How do you guys clean your birds if you want to get the most out of them?


----------



## Scott Schuchard (Nov 23, 2002)

stand on the wings and pull up on the legs it works GREAT


----------



## NDTerminator (Aug 20, 2003)

I cut off the feet and and wings at the first joint, skin the bird (except for the tail), cut a slit on either side of the tail, then use a game shears to cut up both sides of the backbone the length of the carcass.
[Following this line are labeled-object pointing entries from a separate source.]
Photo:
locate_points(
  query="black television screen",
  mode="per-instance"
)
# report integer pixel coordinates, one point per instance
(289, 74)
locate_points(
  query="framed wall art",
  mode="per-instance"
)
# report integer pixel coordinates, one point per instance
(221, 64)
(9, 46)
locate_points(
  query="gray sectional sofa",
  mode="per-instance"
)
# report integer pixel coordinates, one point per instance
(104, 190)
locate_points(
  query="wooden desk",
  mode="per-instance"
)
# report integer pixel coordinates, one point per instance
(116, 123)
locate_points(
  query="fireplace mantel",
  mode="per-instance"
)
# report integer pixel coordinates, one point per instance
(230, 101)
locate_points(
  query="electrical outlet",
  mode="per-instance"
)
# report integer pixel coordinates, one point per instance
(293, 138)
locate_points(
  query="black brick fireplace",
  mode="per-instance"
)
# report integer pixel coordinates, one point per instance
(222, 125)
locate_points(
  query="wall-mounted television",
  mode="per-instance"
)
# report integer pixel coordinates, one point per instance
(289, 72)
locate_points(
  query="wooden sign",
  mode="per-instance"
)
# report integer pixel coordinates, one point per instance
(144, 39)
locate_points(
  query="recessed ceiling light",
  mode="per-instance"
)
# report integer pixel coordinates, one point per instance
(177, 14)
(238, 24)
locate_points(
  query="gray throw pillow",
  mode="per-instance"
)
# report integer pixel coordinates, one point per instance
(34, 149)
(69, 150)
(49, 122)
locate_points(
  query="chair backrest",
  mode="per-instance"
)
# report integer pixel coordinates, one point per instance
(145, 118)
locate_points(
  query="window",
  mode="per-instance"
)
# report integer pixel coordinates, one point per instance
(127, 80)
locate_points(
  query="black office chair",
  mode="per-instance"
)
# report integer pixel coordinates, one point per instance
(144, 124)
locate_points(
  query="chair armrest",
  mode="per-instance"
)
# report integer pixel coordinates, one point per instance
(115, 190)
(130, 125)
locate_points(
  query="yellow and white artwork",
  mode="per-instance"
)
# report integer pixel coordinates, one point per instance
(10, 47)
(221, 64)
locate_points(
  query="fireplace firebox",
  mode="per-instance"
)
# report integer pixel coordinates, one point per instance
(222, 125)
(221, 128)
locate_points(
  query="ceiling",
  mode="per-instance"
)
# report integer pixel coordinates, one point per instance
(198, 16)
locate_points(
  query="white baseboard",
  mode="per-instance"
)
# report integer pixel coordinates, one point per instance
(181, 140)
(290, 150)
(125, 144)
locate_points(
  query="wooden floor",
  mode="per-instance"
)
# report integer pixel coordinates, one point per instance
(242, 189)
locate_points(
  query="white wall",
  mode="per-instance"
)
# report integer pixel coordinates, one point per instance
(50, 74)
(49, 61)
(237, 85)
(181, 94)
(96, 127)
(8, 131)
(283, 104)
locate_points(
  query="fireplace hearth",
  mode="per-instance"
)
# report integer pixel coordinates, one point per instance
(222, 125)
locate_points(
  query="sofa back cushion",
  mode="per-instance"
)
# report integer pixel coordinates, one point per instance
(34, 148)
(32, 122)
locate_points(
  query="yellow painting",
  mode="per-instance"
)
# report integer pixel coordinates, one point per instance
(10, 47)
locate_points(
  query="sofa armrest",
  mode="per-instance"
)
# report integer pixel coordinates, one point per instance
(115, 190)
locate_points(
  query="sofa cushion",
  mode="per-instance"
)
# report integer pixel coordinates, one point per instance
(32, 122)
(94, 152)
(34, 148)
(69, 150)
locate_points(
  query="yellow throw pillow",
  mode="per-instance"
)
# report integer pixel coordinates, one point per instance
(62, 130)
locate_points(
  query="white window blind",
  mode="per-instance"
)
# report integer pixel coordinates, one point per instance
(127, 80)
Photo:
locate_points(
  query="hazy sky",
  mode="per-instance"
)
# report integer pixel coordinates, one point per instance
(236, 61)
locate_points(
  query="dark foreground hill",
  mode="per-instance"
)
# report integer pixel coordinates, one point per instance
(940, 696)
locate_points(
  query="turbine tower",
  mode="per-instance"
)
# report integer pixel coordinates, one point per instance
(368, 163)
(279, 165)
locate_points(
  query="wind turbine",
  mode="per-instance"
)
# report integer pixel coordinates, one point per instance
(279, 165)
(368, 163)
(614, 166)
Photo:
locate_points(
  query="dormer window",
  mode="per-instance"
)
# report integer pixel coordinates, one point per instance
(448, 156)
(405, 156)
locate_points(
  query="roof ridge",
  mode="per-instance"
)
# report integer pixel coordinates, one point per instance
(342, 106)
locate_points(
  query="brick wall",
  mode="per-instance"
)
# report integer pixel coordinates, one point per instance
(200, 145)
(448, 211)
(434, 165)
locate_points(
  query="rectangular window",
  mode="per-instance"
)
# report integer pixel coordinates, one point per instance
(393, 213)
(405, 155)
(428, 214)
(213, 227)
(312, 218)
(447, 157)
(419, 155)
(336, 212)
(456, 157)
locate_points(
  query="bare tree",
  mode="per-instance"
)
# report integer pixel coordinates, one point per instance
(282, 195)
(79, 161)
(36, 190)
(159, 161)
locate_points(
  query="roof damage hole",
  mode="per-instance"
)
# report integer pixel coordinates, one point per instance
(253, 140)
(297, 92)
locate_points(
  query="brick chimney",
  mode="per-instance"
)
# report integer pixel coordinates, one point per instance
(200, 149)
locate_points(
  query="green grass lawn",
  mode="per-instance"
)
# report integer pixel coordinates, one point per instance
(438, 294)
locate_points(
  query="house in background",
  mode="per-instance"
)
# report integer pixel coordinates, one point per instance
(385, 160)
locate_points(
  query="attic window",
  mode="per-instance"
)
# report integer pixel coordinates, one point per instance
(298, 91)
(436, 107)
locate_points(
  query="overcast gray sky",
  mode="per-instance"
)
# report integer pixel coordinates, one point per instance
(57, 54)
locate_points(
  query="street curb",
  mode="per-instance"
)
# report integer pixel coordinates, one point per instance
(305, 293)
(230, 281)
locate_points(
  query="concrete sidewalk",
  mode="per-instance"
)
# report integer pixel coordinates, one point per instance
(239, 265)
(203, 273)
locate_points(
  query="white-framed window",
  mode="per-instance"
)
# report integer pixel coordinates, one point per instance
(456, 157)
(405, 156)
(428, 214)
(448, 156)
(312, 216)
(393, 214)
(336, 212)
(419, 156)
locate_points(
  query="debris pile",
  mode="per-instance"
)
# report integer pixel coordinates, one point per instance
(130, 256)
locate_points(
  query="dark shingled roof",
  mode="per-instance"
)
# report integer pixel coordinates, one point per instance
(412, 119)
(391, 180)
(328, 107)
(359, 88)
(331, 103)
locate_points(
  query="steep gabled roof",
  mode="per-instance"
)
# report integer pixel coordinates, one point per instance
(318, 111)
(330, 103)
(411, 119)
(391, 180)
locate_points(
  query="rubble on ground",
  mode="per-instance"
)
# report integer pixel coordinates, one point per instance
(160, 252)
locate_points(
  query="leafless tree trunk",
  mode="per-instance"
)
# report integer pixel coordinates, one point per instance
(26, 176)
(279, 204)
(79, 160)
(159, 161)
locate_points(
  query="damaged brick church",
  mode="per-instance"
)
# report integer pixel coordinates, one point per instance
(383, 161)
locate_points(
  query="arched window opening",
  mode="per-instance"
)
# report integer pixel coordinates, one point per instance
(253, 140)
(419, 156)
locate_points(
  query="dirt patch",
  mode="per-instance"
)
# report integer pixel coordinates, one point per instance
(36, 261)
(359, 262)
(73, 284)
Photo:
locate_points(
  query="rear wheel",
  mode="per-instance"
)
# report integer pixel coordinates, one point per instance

The head, backbone, innards, and tail are then pulled off/out in one movement.

BTW, I learned about this method here on Nodak Outdoors...


----------



## aylor70 (Jan 2, 2006)

drdeerhunter said:


> stand on the wings and pull up on the legs it works GREAT


until you get a really big bird, then you just strip the wings of feathers.


----------



## ericvasko (Jan 13, 2006)

spend an extra 5 minutes and take at least the thighs and legs with the breast, pheasants are delicious and i hate to see people waste them


----------



## BIRDSHOOTER (Jul 18, 2005)

NDTerminator said:


> I cut off the feet and and wings at the first joint, skin the bird (except for the tail), cut a slit on either side of the tail, then use a game shears to cut up both sides of the backbone the length of the carcass. The head, backbone, innards, and tail are then pulled off/out in one movement.
> 
> BTW, I learned about this method here on Nodak Outdoors...


Yep...... that's what I do.


----------



## aupeters (Jun 29, 2004)

Theres an article right here on Nodak, with detailed pictures explaining how to do it. 
hope this helps
http://www.nodakoutdoors.com/pheasant-cleaning-tip.php


----------